BACKGROUND: In cases of locally aggressive thyroid cancer, neoadjuvant treatment can allow regression of the tumor away from critical structures and may enable less morbid resection with optimized surgical margins. Recovery of RLN function after neoadjuvant treatment challenges the long-held assumption that carcinomatous neural invasion is irreversible.
STUDY DESIGN: Retrospective review.
SETTING: Division of Thyroid and Parathyroid Endocrine Surgery, Department of Otolaryngology–Head and Neck Surgery, Massachusetts Eye and Ear Infirmary, Harvard Medical School, Boston.

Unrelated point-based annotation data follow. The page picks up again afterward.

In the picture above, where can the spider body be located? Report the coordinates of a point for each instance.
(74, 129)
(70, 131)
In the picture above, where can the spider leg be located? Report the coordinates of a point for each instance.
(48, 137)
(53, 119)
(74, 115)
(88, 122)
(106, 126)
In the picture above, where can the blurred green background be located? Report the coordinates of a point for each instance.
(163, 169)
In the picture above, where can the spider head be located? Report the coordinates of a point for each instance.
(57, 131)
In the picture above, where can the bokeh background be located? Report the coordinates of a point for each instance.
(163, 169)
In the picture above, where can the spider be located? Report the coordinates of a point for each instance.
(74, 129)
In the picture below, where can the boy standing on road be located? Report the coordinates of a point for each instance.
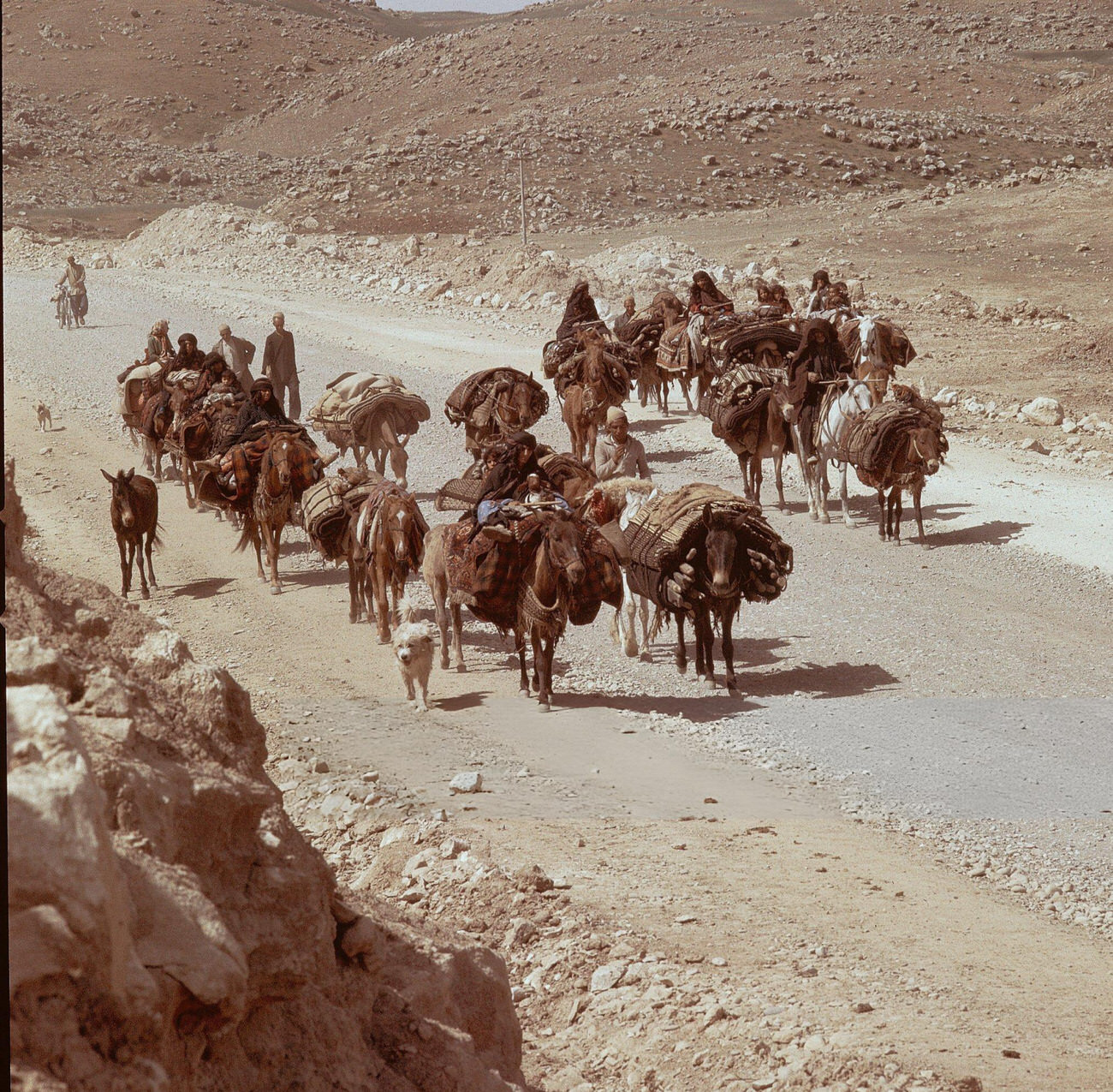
(281, 367)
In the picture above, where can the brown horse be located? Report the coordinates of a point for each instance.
(542, 612)
(586, 401)
(920, 453)
(435, 570)
(512, 411)
(157, 418)
(717, 594)
(134, 511)
(286, 471)
(386, 546)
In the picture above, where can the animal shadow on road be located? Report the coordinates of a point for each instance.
(997, 532)
(820, 680)
(203, 589)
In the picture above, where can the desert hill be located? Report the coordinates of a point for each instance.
(390, 122)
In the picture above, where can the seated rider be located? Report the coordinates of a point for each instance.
(533, 493)
(189, 356)
(705, 301)
(504, 481)
(158, 342)
(820, 286)
(579, 311)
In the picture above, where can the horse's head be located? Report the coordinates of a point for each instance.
(857, 398)
(720, 552)
(562, 546)
(926, 449)
(396, 520)
(123, 498)
(278, 457)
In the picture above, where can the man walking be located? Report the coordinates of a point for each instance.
(279, 365)
(74, 278)
(623, 319)
(237, 353)
(618, 454)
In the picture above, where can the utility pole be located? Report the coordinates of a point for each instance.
(521, 185)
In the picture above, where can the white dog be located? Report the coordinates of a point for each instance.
(413, 651)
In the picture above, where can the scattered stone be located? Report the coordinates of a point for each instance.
(467, 782)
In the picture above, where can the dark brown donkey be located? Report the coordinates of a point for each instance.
(542, 609)
(134, 515)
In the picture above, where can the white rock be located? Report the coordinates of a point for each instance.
(1043, 412)
(467, 782)
(607, 976)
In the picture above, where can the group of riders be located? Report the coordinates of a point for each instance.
(219, 381)
(819, 360)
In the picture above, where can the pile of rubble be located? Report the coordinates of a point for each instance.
(170, 925)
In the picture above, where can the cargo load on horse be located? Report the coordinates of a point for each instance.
(896, 446)
(496, 403)
(696, 553)
(371, 415)
(327, 507)
(553, 568)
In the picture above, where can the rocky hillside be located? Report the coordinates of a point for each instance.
(170, 926)
(346, 117)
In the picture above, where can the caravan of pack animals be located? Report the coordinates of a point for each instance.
(545, 538)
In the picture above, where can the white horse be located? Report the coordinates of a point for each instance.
(856, 400)
(622, 628)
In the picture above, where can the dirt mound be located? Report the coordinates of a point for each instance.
(170, 926)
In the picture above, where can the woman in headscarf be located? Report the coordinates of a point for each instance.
(705, 301)
(820, 285)
(579, 309)
(158, 342)
(189, 355)
(705, 297)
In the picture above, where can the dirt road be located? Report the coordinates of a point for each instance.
(967, 680)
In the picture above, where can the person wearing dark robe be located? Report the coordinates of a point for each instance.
(189, 355)
(819, 361)
(705, 303)
(705, 297)
(580, 309)
(623, 320)
(820, 285)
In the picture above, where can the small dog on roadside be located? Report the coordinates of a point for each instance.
(413, 653)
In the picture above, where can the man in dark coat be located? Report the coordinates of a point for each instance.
(579, 309)
(820, 355)
(279, 365)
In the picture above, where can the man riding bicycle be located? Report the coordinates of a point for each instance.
(74, 279)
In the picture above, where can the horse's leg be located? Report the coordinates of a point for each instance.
(438, 588)
(823, 481)
(523, 683)
(727, 621)
(125, 569)
(378, 589)
(457, 636)
(137, 548)
(151, 546)
(274, 545)
(354, 606)
(916, 491)
(537, 642)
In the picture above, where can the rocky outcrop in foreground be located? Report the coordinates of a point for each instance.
(170, 926)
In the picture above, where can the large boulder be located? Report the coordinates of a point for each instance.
(170, 926)
(1043, 412)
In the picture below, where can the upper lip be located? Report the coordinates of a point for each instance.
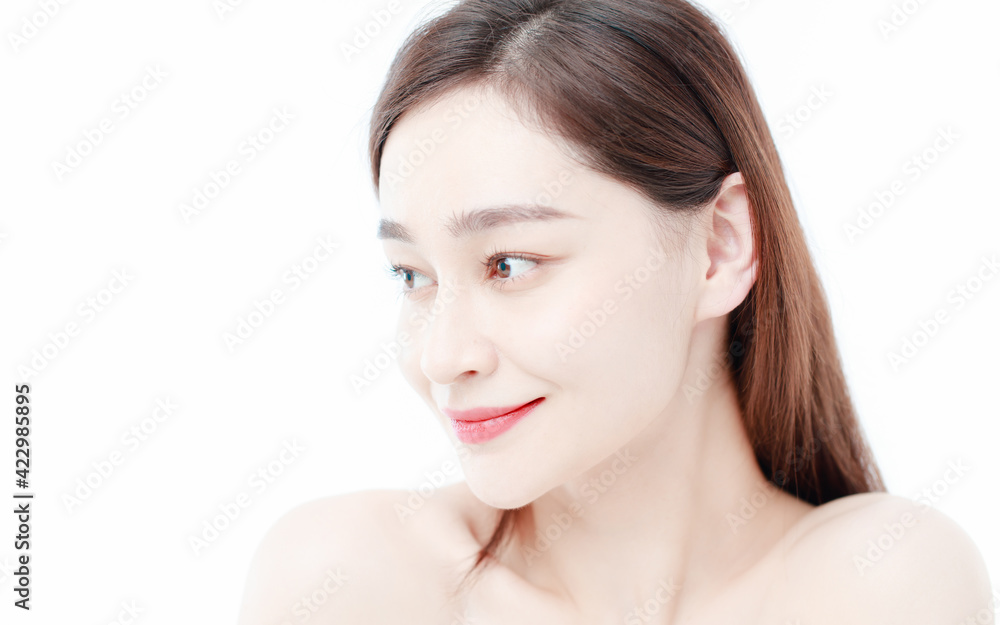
(482, 414)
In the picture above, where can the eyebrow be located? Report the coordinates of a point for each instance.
(477, 221)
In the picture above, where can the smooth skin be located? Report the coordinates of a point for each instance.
(647, 505)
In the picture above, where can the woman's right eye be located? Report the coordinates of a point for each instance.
(407, 277)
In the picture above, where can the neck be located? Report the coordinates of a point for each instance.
(664, 521)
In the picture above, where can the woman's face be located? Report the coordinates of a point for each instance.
(593, 313)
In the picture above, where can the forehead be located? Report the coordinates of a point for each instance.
(466, 149)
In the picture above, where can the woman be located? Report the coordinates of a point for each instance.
(611, 309)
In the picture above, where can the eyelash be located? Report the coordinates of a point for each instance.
(493, 256)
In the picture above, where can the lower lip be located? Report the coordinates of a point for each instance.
(482, 431)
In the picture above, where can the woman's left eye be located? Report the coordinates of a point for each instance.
(509, 267)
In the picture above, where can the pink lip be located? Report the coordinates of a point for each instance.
(482, 424)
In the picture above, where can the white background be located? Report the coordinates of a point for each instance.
(161, 337)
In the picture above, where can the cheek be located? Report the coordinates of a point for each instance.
(625, 336)
(412, 324)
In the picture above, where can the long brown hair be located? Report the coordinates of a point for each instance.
(652, 94)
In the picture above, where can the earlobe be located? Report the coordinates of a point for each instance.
(732, 262)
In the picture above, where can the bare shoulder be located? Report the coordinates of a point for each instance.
(881, 558)
(359, 557)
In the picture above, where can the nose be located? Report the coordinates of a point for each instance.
(454, 346)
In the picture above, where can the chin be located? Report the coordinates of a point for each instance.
(503, 492)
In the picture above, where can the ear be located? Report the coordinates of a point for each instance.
(729, 243)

SYNOPSIS: Researchers identified six adult subjects (50% female; mean age 69 years) from multiple institutions who 1) were diagnosed with advanced thyroid carcinoma of any histology, underwent pretreatment flexible fiberoptic examination (FOE) of the larynx with documentation of vocal fold paresis or paralysis; 2) received targeted therapy and underwent FOE during/after treatment with confirmed return of vocal fold (VF) mobility; and 3) underwent surgery with use of intra-operative nerve monitoring (IONM). Descriptive analysis examined the following parameters for recovered nerves: nerve morphology, characterized as Type A (involving epineurium only) versus Type B (extending beyond epineurium); proximal stimulability (normal, abnormal, or absent); and surgical management (resection versus preservation). At baseline, all six subjects had unilateral vocal fold paralysis (VFP). The median duration of treatment until the return of VF function was three months. All nerves were noted to have Type A morphology. Proximal stimulability was normal in four subjects, abnormal in one, and absent in one. Recovered RLNs were surgically preserved in five subjects. Authors note that these results reinforce the importance of laryngoscopy in initial evaluation and in subsequent assessment during neoadjuvant treatment to guide surgical decision-making. Study limitations include its retrospective nature and small sample size.
CITATION: Russell MD, Abdelhamid Ahmed AH, Feng Z, et al. Recovery of recurrent laryngeal nerve function with neoadjuvant treatment: neural characterization [published online ahead of print January 24, 2024]. Laryngoscope: doi.org/10.1002/lary.31304.